Firstly, we could add the data points themselves…

EW_gg + geom_boxplot() +
        geom_point() 

…but this clearly doesn’t show all of the data:

EndWeight %>%
  group_by(ActualDiet) %>%
  summarize(Count = n())
## # A tibble: 4 x 2
##   ActualDiet Count
##   <fct>      <int>
## 1 corn          16
## 2 oats          10
## 3 burgers       10
## 4 tacos          9

Notice how in each case, fewer data points appear in the graph than chicks actually fed each diet. Clearly a few points are overlapping.

Adding jitter is the addition of some side-to-side noise and reduce the overlap of points with similar Y values:

EW_gg + geom_boxplot() +
        geom_jitter()

Ok maybe that’s too much noise.

EW_gg + geom_boxplot() +
  geom_jitter(width=0.15)

geom_jitter supports several options. Here we use one of the two-color points, 21 (pch is a base graphical parameter short for something like point character that is synoymous with shape):

EW_gg + geom_boxplot() +
  geom_jitter(width=0.15, 
              pch=21, 
              stroke=1.5,
              color="black", 
              fill="red")

geom_violin

An alternative to boxplots are violin plots, which instead of showing fixed quantiles of the data, plot a smoother pattern of the distribution. Wider parts have a relatively greater number of points at that value:

EW_gg + geom_violin()

The quantiles can be represented, as well…
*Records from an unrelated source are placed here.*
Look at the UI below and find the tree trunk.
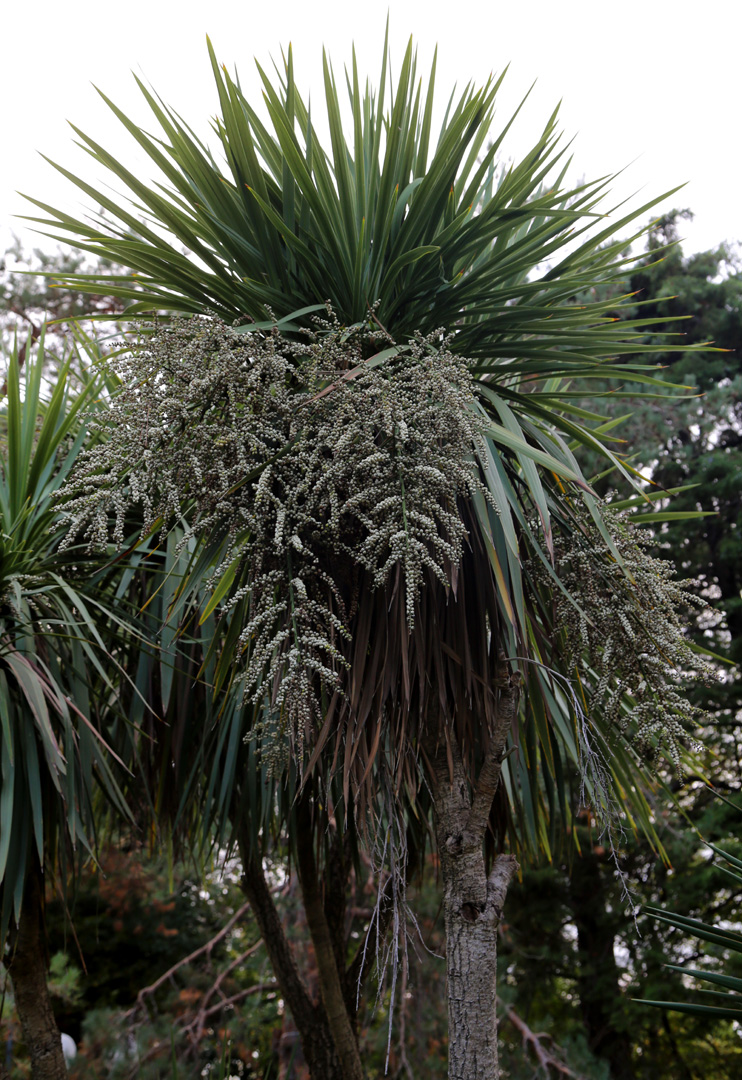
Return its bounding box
[240,833,351,1080]
[297,787,365,1080]
[8,864,67,1080]
[424,674,518,1080]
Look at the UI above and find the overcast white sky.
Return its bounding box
[0,0,742,263]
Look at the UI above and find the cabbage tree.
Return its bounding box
[0,333,131,1080]
[32,33,712,1080]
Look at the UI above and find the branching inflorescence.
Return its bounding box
[535,503,715,769]
[64,316,490,744]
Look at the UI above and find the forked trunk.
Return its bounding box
[9,866,67,1080]
[240,831,357,1080]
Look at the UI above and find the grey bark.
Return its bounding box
[424,673,518,1080]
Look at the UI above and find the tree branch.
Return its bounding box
[124,903,253,1020]
[497,997,585,1080]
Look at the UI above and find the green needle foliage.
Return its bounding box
[0,335,129,941]
[31,35,717,885]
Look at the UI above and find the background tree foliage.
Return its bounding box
[2,29,737,1077]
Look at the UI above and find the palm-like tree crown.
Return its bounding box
[32,33,712,868]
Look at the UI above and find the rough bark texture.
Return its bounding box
[240,837,349,1080]
[297,789,364,1080]
[426,673,518,1080]
[9,866,67,1080]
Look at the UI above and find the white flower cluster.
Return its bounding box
[58,319,482,756]
[538,504,716,769]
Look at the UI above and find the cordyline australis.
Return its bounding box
[15,29,721,1080]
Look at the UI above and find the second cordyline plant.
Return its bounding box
[60,308,711,795]
[27,29,721,1080]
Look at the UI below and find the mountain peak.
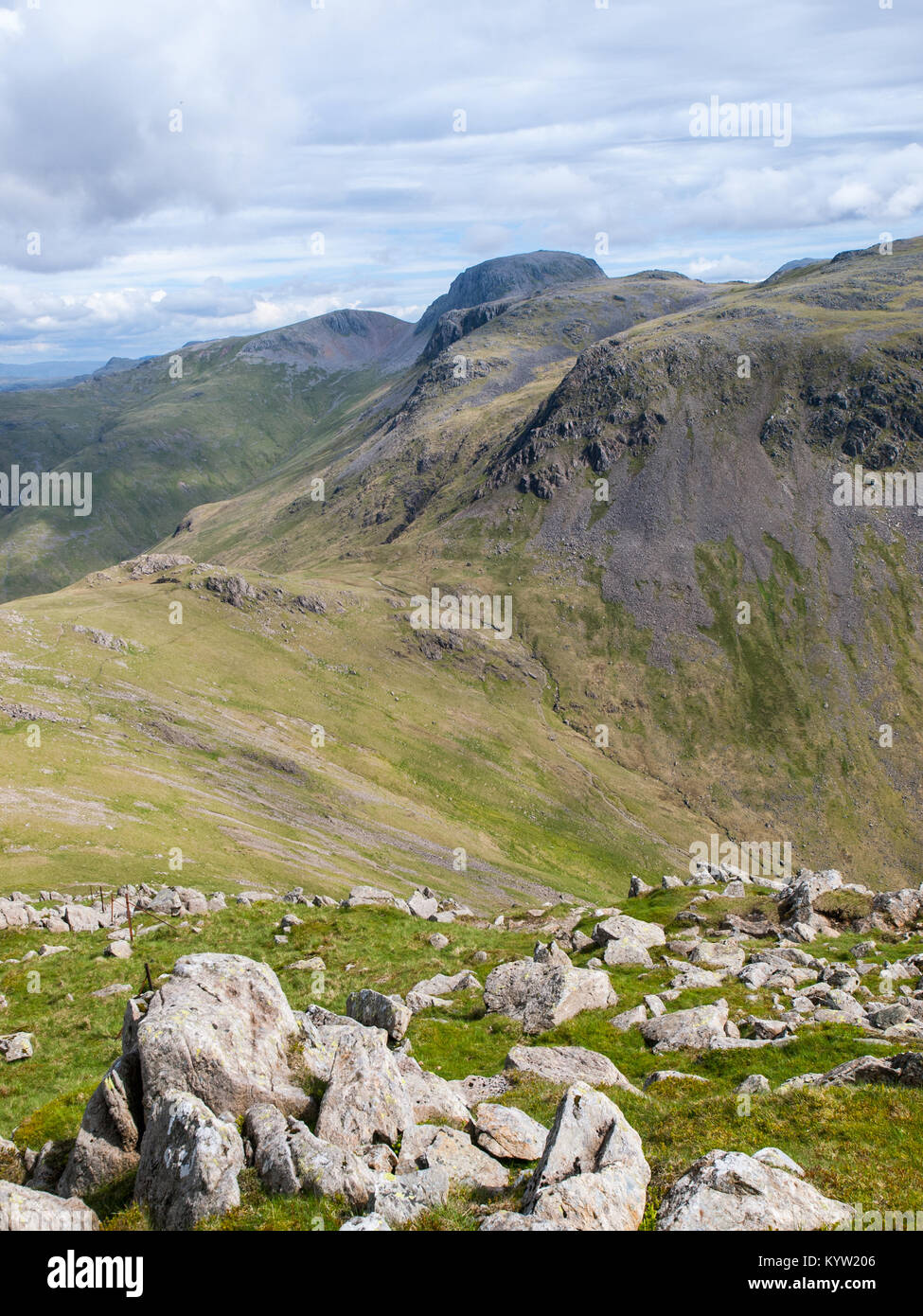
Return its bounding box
[417,251,606,334]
EW_gg + geom_violin(draw_quantiles= c(0.25, 0.5, 0.75)) 
EW_gg + geom_violin(draw_quantiles= c(0.5))             

… as can the data:

EW_gg + geom_violin(draw_quantiles= c(0.25, 0.5, 0.75)) +
  geom_jitter(width=0.15, 
              pch=21, 
              stroke=1.5,
              color="black", 
              fill="red")

Plotting error bars

Despite the value of boxplots and violin plots, there are some reasons why they won’t work in all cases, especially for publication:

  • They can take up too much space, or get scrunched in small plots with several levels.
  • They don’t show what typical statistical models actually test–differences in means based on symetrical error (e.g., mean ± s.e., mean ± s.d.)
  • Some folks are unfamiliar with them
  • Some folks just don’t like them

Whatever the reason, when you move from the data exploration phase to presentation phase, you’ll want to plot point and whisker graphs with mean and error. “Dynamite plots” are not an option; see Dynamite plots: Unmitigated evil? and links therein.

EWsumm <- EndWeight %>%
            group_by(ActualDiet) %>%
              summarise(
                 mean=mean(weight), 
                 sem=sd(weight)/sqrt(length(weight)) )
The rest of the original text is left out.